"In this last session before the student's SAT date, we focused on the Reading and Math sections. For Reading, we reviewed the kinds of tonal and logical cues in the Sentence Completions sentences that can speed up the process of choosing an answer, and practiced ruling out answers that wouldn't match the needed tone or logical relationship to the rest of the sentence before plugging each remaining answer in. We also talked about how punctuation and syntax can help identify the task that a missing word must accomplish in a sentence, and practiced applying that logic to our answer choices. We then moved on to Passage-Based Reading questions. For these, we reviewed the different reading strategies that we had previously discussed, and looked at the criteria that she can use to choose a strategy for each passage. In general, the "scavenger hunt" approach worked less well for her with both fiction passages and short passages (including paired passages), so we agreed that it should be reserved only for very long, dense non-fiction passages if she uses it at all.
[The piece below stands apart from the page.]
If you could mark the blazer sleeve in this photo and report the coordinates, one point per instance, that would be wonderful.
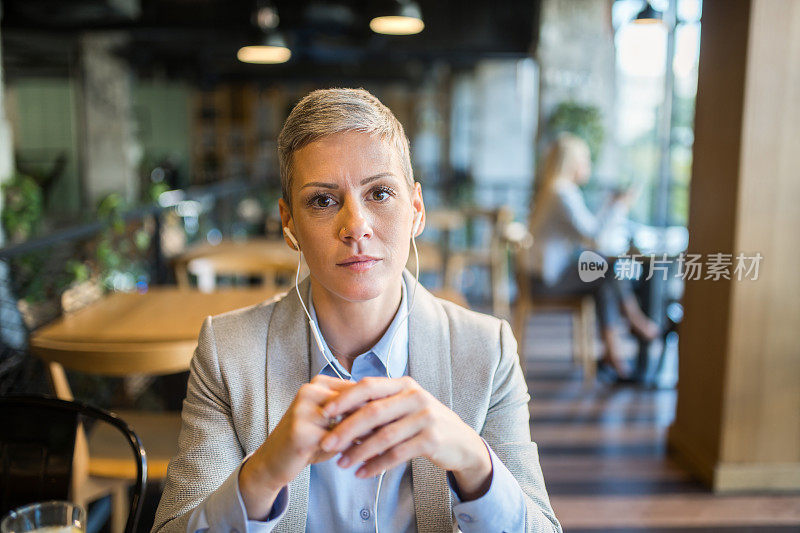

Otherwise, the techniques of reading the questions first and then either reading the whole passage or dividing it into significant chunks, such as a half or a third of the passage at a time, would give her the best balance of confidence, accuracy and efficiency.
After wrapping up the Reading section, we looked at Math again; this time, we started by focusing on the Student-Produced Response questions. Although there are fewer shortcuts for these questions than for the multiple-choice, we were able to explore some ways to spot problems that can be worked more quickly than the traditional way, such as those that ask for a multiple of a value like "4x" or "x squared" that we've already found, and which can be solved without solving for x and re-multiplying. We also tackled some of the more difficult function- and geometry-based questions toward the end of a few multiple-choice sections, with a view both toward uncovering the logic behind the problems that she found most confusing- or intimidating-looking and toward finding logical shortcuts to speed them up and make them simpler to solve.
Finally, we went over some general test-day tips for maintaining energy and focus throughout the test and for managing nervousness and the temptation to second-guess herself.
The student has done very well throughout the tutoring process: not only is she extremely bright and open to trying new approaches, but she has shown enviable dedication and creativity. She has been an absolute joy to work with, and I wish her the very best on her exam."